Description
We are the GigaChat ML team. We handle the full model training cycle, from pre-training to alignment. We need a manager who will take full-time, end-to-end ownership of the GigaChat quality metrics system:
- Measure quality on benchmarks and real logs.
- Identify weaknesses and the causes of degradations.
- Develop metrics and processes, accelerate the adoption of new benchmarks and measurement systems.
This role is about fundamental model quality and measurement (not about product metrics like DAU/Retention and not about data collection as the primary focus).
Responsibilities
Ownership of the quality and metrics system (end-to-end ownership)
- Define and maintain a "quality scorecard" for GigaChat: what we consider quality, which metrics are key, which are not.
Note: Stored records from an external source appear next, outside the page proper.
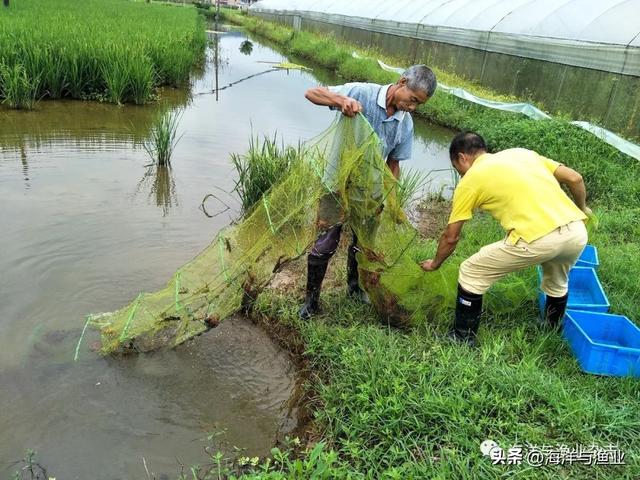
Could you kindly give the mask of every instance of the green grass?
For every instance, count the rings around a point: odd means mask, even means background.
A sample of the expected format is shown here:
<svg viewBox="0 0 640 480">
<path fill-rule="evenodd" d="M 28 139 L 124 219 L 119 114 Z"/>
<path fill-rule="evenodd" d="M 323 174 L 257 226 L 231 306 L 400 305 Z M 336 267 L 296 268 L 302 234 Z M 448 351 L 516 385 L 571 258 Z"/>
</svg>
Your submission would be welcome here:
<svg viewBox="0 0 640 480">
<path fill-rule="evenodd" d="M 499 235 L 487 217 L 469 227 L 459 258 Z M 340 262 L 330 285 L 344 277 Z M 318 478 L 637 478 L 640 382 L 583 374 L 561 338 L 538 326 L 534 276 L 531 269 L 515 277 L 523 285 L 511 292 L 517 308 L 501 308 L 504 283 L 487 297 L 479 350 L 444 340 L 450 318 L 409 333 L 381 327 L 342 288 L 325 289 L 323 315 L 309 323 L 297 319 L 295 295 L 262 294 L 259 315 L 300 332 L 305 345 L 313 437 L 325 461 L 335 459 Z M 479 450 L 487 438 L 503 447 L 612 442 L 627 465 L 494 466 Z M 317 463 L 309 455 L 300 461 Z M 256 478 L 302 478 L 293 469 L 287 462 Z"/>
<path fill-rule="evenodd" d="M 309 323 L 296 318 L 291 294 L 259 297 L 260 315 L 278 318 L 304 341 L 312 436 L 320 443 L 302 451 L 274 449 L 253 467 L 231 456 L 220 466 L 229 478 L 588 480 L 640 474 L 640 383 L 581 373 L 558 335 L 537 326 L 531 304 L 517 315 L 487 316 L 482 347 L 470 350 L 443 340 L 446 321 L 399 333 L 381 328 L 370 309 L 342 295 L 326 293 L 324 315 Z M 492 465 L 480 453 L 485 439 L 504 448 L 613 443 L 625 452 L 626 465 Z M 217 472 L 193 478 L 214 479 Z"/>
<path fill-rule="evenodd" d="M 23 69 L 34 99 L 147 103 L 161 85 L 186 84 L 205 46 L 203 20 L 192 8 L 20 0 L 0 9 L 0 67 Z M 0 99 L 20 108 L 15 91 L 2 75 Z"/>
</svg>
- Keep focus on system efficiency and reduce measurement costs.
Benchmarks and regression testing
- Continuously update the benchmark suite for key scenarios to keep up with the rapidly evolving LLM field.
- Implement regular comparative testing of model versions and competitors using a unified framework.
Log analytics and weakness diagnosis
- Analyze logs and user feedback from a quality perspective: problem clustering, thematic slices, frequency, severity.
- Link problems in logs to benchmarks: problems must be measurable.
Development and implementation of quality metrics
- Develop new metrics/proxy metrics (automatic and semi-automatic), calibrate them against reference assessments.
- Determine where human evaluation is needed, where automation is sufficient, how to reduce measurement costs without losing reliability.
- Integrate metrics into processes: CI/release checks, quality monitoring, alerts.
Experiments and decision making
- Design and analyze quality A/B experiments (online and/or in controlled tests), draw conclusions: "what improved/degraded", "why", "what to do next", "whether it can be rolled out to production".
Requirements
- Strong Python (pandas, NumPy), confident data analytics skills, ability to quickly turn "raw logs" into insights.
- Good understanding of LLM quality evaluation: what types of metrics exist, where they break, how to validate a metric, how to avoid "gaming".
- Understanding of statistics and experiments: confidence intervals, tests, multiple comparisons, A/B design, interpretation of results.
- Practical experience working with LLMs (Open Source and/or proprietary): understanding the specifics of instruction-following behavior, hallucinations, safety constraints.
- Product and engineering mindset skills: formulating quality criteria so that they become a management mechanism.
Will be a plus
- Experience building evaluation frameworks and "evaluation harnesses" (any internal/external tools), integrating assessments into CI/CD.
- Experience with LLM-based evaluation (LLM judge) and methods for calibrating/controlling judge bias.
- Knowledge of analytics systems and data warehouses (SQL, ClickHouse/BigQuery/Spark/S3), monitoring/dashboards (Grafana/Superset/Looker and equivalents).
Conditions
- Remote within Russia.
- Possibility of employment with an accredited IT company.
- Annual performance bonus of up to 6 monthly salaries.
- Regular salary reviews.
- Corporate gym and recreation areas.
- Over 400 programs at SberUniversity for professional growth.
- Onboarding program and manager support at the start.
- Largest DS&AI community — over 600 DS specialists from the bank, regular knowledge sharing, experience exchange, and best practices, interactive lectures and master classes from leading universities and experts from tech companies, digest of the latest developments in DS&AI and reports from the world's largest conferences, regular internal meetups.
- Extended VHI (Voluntary Health Insurance), preferential insurance for family, corporate pension program.
- Employee mortgages under a discount program.
- SberPrime+ and partner discounts.
- Referral bonus for recommending candidates to the team.